Speed of Darkness
Page 16
“Seems to me you wanted a fight when you landed on this rock,” Mellish added, his words rising in tone. The private did not care for Cutter in the least. “Now you’re looking for the back door?”
“Cutter never took a back door in his life, sister! Give me a stand-up fight! Bring ’em on and I’ll eat their hearts for breakfast. But this,”—Cutter pointed angrily at Ardo—“this latrine cleaner tells me to sit still and die for a bunch of civvies I have never met, who will never know what I did for them and probably wouldn’t give a shit even if they did! That’s insane!”
“So that’s why you’re here, Cutter?” Ardo’s frustration seeped into his voice. “You want someone to give you the credit? Throw you a parade or shed some tears? Is that what’s important here, that you’re remembered as the hero? Innocent people are gonna die out there, Cutter, and we’re the only ones who can help them, whether they know it or not!”
“I’m here to find my brothers. They’re out there and I’ve got to find them!”
Ardo was about to say something but stopped. Cutter’s brothers. He had not thought about it much before now, but if his own memories had been so blatantly tampered with and altered by the resoc tanks, what had they done to the huge islander? Were his brothers even on this rock? Did Cutter, for that matter, in reality even have any brothers? How could Ardo possibly ever explain that to the volatile Marine?

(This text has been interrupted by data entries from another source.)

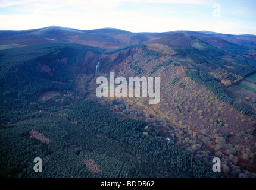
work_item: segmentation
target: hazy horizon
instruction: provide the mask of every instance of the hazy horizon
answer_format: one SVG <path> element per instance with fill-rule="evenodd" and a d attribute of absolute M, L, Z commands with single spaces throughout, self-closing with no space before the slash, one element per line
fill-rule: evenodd
<path fill-rule="evenodd" d="M 135 33 L 186 30 L 255 35 L 255 8 L 252 0 L 3 1 L 0 30 L 58 26 Z"/>

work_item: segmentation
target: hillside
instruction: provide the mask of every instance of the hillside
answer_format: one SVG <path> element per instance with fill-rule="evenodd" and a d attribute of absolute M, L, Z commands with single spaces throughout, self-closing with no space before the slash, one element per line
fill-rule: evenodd
<path fill-rule="evenodd" d="M 254 42 L 207 31 L 0 31 L 0 176 L 255 178 Z M 160 77 L 160 103 L 98 98 L 96 79 L 111 71 Z M 33 172 L 38 156 L 47 172 Z M 215 157 L 221 173 L 211 170 Z"/>

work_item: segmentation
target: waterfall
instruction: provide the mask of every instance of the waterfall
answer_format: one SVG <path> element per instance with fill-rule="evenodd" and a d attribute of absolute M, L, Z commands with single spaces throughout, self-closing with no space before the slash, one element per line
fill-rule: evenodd
<path fill-rule="evenodd" d="M 95 74 L 96 74 L 98 72 L 99 72 L 99 62 L 98 62 L 97 63 L 97 65 L 96 65 L 96 68 L 95 68 Z"/>

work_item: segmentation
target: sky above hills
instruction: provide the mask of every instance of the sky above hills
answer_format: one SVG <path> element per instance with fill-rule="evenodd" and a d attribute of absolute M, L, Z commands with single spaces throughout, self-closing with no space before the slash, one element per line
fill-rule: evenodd
<path fill-rule="evenodd" d="M 57 25 L 256 34 L 255 10 L 254 0 L 1 0 L 0 30 Z"/>

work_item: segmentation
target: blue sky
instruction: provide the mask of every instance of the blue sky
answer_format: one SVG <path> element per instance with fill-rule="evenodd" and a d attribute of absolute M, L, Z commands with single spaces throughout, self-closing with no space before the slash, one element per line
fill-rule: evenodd
<path fill-rule="evenodd" d="M 0 0 L 0 30 L 57 25 L 256 34 L 255 10 L 254 0 Z"/>

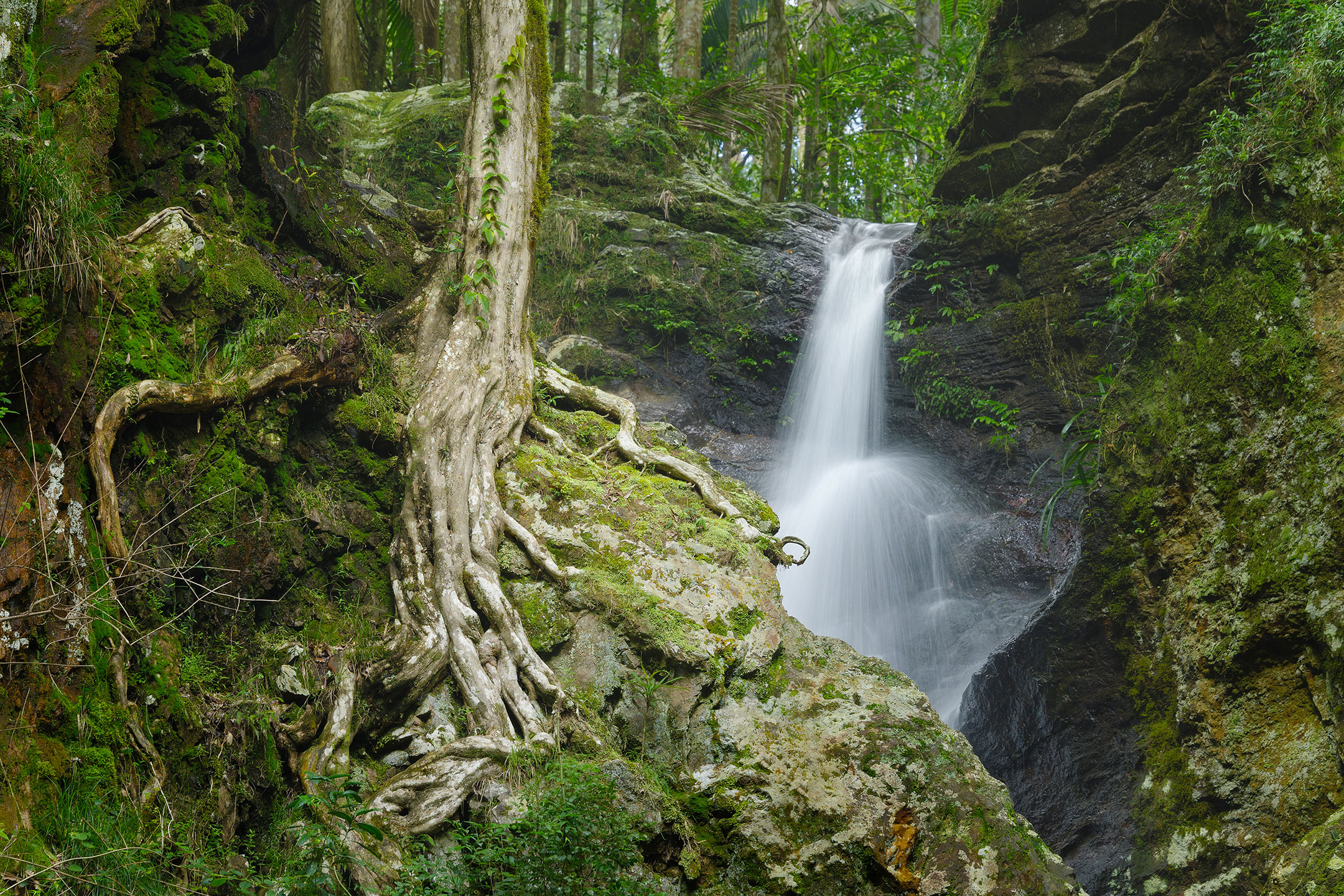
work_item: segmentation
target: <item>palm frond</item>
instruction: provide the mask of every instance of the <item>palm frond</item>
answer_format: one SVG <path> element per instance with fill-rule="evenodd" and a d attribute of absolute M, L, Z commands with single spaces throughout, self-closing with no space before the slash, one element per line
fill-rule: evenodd
<path fill-rule="evenodd" d="M 687 130 L 724 140 L 763 138 L 785 126 L 797 95 L 797 85 L 730 78 L 683 99 L 676 106 L 676 116 Z"/>
<path fill-rule="evenodd" d="M 294 87 L 300 109 L 323 95 L 323 23 L 319 0 L 305 3 L 294 20 Z"/>

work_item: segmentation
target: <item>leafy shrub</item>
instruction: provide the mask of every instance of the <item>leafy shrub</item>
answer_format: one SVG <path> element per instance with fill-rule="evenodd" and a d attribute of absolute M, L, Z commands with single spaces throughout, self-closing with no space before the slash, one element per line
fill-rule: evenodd
<path fill-rule="evenodd" d="M 532 782 L 528 809 L 512 823 L 460 823 L 456 856 L 422 857 L 398 896 L 645 896 L 629 869 L 640 860 L 636 819 L 617 805 L 601 768 L 555 762 Z"/>
<path fill-rule="evenodd" d="M 1185 169 L 1206 197 L 1242 189 L 1253 172 L 1293 185 L 1281 163 L 1328 150 L 1344 126 L 1344 7 L 1320 0 L 1278 0 L 1261 12 L 1251 66 L 1234 83 L 1241 107 L 1215 113 L 1204 145 Z"/>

Bernelli sighed. “Well, if we’re gonna die, I’d like to at least know it was for something more than my pension.”
“Well, if I’m going to die,” Cutter seethed, “it won’t be because of this butt wipe . . . and it won’t be alone!”
Cutter moved so fast that Ardo had no time to react. In two quick steps the huge man crossed the floor and wrapped his right hand around Ardo’s throat.
Ardo tried to speak, but he was not able. The Firebat suit reinforced Cutter’s intense grip. Ardo struggled uselessly. In moments bright stars began to burst in his vision and the world began to blur. Everyone was shouting at once. Shadows moved around the periphery of his vision, but all he could see was the outraged face of the islander with murder in his eyes.
A voice. “Drop him! Drop him, now, Cutter!”
Suddenly, Cutter released him. Ardo tumbled like a cloth doll to the floor, gasping for breath. He looked up.
Lieutenant Breanne was holding her gauss rifle against Cutter’s temple. “Cutter, you want to save your brothers? You ever think that they might be part of those civilians waiting for a way out of this? You ever think that the only way you’re gonna have a chance of saving any of your brothers is by making sure those Zerg don’t reach the city before the transports?”
Cutter blinked furiously. His voice was low and quiet when he replied. “No, ma’am. I . . . I hadn’t thought of that.”
“Then stop trying to think,” Breanne screamed. Her voice was shrill and unnerving. “I’ll think for you. You’re not paid to think!”
Breanne pulled the weapon back from Cutter’s head and motioned him back with its muzzle. “I’ve spent a lifetime fighting everyone else’s wars, for other people’s ideals and other people’s causes! Melnikov is right! Each of our lives could buy hundreds of others, maybe thousands. They’ll never know it, never appreciate it, but if I have to die, let me die for something worthwhile!”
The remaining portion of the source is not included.